I want to say “Did you even get your son’s permission before holding a public conference on his body and sharing his private health information?”
I want to say “Diet talk and other forms of body shaming are not child-appropriate, and I don’t care for them, either!”
Instead, I help Númenor read a few numbers on his placemat, and conversation resumes around me, thankfully on a different topic.
As we’re getting ready to leave, after cake and presents and singing, I brush past my aunt and my mother having a reprise of the same weight loss conversation at my brother, who looks as uncomfortable as ever. I roll my eyes and give him a look that I hope says “solidarity, bro” as I shepherd the smalls past so they won’t hear someone telling him how his body should look as if everyone gets a vote.
In the car on the drive home, with the smalls safely asleep in the back seat, I cry. And I yell (sotto voce, like you do when smalls are asleep). And I say “That is fucked up.” about 9874259 times. And I quote theological texts, which is not something I’m prone to do.
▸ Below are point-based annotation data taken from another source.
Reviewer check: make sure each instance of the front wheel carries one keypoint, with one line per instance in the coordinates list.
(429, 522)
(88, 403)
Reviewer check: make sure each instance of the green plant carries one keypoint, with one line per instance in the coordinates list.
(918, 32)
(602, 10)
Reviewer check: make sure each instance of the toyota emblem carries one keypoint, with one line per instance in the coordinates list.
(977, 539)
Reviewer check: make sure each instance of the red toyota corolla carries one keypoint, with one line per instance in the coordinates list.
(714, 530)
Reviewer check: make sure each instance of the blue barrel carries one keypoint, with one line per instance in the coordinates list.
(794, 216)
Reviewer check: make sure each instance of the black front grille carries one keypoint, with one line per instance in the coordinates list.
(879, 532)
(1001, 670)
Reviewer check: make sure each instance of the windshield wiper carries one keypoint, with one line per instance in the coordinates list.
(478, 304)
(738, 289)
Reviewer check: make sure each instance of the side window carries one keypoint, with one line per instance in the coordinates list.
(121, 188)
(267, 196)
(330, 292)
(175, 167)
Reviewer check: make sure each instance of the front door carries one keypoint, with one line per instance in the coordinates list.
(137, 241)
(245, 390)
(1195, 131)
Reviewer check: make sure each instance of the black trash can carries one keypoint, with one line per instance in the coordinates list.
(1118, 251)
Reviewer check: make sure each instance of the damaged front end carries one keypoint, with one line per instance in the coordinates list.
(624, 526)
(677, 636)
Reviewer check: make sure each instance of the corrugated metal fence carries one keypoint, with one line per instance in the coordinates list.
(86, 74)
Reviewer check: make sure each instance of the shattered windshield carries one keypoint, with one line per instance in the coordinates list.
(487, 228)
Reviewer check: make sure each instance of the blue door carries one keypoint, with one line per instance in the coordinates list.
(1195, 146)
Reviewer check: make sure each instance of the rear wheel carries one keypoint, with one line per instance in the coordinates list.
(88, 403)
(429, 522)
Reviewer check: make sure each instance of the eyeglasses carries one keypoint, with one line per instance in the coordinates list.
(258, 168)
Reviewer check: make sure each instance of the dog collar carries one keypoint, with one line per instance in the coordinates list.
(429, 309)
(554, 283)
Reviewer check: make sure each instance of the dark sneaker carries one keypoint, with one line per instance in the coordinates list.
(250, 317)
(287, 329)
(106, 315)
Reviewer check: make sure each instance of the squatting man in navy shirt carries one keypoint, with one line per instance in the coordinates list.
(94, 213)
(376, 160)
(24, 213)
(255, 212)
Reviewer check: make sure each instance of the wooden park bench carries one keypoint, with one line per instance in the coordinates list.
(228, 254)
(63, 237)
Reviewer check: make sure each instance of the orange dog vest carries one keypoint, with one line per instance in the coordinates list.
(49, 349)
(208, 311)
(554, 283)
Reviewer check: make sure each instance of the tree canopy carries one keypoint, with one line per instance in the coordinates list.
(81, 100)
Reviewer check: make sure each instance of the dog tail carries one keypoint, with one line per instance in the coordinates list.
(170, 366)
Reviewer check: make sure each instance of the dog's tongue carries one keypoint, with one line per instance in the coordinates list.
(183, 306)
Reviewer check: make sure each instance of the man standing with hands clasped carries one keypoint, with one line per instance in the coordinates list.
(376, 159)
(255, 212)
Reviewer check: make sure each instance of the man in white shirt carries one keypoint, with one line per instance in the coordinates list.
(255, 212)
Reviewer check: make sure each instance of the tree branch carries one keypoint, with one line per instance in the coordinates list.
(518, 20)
As a very outspoken person by nature, I mourn my reticence, but if I could go back in time, I wouldn’t change the way I acted.
The fact is that I’m trying to have patience with my family, because we are all flawed and we all have to learn to get along anyway, but mostly because I don’t think they understand what they’re doing and if I try to dunk them into the Pool of Elizabeth’s Standards at the deep end, they will drown and think it’s my fault for having such an unreasonably deep pool. I’m letting them enter from the shallow end, in the hopes that they’ll want to learn how to swim over the next few years. I don’t know exactly what the timeline is, but I do know I won’t be tolerating this stuff by the time Númenor and Ithilien are tweens.
I don’t think that, when my parents were raising me in a liberal ’90s household, they truly understood how that would interact with my high sensitivity to injustice. But, as Beth recently pointed out, the Bible does say that I’m their God-given reward, and they are clergy, so they can’t claim they weren’t warned.